Modeling and Analysis for Data Collection in Duty-Cycled Linear Sensor Networks With Pipelined-Forwarding Feature

Abstract

Due to the vast demand for monitoring a structure or area in linear topology, linear sensor networks (LSNs) have recently attracted plenty of attention. Since sensor nodes are usually battery-powered, duty-cycling techniques have been widely studied to improve energy efficiency, which, however, introduces a significant issue known as sleep latency. Thereafter pipelined forwarding has been proposed in the literature as a promising way to alleviate this issue. This paper focuses on interference analysis for data collection services in a multihop LSN running a duty-cycling and pipelined-forwarding protocol, where multiple concurrent transmissions along a data collection path can severely interfere with each other.

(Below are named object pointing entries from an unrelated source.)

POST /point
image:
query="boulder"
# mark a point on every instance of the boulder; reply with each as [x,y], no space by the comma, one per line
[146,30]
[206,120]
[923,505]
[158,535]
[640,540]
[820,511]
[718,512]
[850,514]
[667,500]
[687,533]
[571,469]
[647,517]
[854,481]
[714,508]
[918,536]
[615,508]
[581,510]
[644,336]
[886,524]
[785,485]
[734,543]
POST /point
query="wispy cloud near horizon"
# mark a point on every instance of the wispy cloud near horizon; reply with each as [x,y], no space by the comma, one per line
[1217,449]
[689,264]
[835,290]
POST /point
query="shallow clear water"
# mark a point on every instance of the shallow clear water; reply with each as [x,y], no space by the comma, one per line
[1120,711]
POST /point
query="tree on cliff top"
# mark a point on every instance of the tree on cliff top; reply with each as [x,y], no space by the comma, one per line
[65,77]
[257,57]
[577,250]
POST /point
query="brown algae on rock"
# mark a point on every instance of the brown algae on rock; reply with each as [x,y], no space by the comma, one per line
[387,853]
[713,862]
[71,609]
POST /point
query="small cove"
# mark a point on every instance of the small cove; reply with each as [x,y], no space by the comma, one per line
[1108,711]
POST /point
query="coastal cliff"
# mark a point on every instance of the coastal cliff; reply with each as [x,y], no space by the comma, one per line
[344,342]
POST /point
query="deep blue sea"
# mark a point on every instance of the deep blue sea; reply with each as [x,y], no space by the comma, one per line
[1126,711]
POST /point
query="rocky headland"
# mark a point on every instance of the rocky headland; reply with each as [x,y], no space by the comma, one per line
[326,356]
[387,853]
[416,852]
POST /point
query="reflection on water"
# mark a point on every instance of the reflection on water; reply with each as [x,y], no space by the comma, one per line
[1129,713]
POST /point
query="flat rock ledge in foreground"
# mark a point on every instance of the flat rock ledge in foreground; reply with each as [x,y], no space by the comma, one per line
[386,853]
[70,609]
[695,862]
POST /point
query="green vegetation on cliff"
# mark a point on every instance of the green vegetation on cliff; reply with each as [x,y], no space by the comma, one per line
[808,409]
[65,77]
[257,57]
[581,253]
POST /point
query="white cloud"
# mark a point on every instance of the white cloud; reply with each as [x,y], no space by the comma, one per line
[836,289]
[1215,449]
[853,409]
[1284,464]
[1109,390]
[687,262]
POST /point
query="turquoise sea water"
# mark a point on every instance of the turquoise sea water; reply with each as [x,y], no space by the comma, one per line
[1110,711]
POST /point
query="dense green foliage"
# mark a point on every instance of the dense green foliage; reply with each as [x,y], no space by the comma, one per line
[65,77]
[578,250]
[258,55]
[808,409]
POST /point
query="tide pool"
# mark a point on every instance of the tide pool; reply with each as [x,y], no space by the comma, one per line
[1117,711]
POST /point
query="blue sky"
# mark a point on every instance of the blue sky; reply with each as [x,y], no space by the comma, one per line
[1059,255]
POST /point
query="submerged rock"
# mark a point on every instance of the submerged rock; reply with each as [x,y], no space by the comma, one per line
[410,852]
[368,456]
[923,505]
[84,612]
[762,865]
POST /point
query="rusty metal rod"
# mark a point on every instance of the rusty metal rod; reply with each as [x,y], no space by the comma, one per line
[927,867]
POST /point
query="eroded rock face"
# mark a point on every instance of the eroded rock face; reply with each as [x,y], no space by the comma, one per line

We first obtain the nodal distance distributions associated with all concurrent transmissions. Based on the obtained distance distributions and the path-loss model in an interference-limited environment, we analyze the distributions of signal-to-interference-plus-noise ratio (SINR) and link capacity. The obtained SINR distribution indicates the link outage probability at a given SINR threshold. By investigating the transmission which receives the strongest cumulative interference, our model can provide useful guidelines for duty cycle setting to achieve a desired network performance.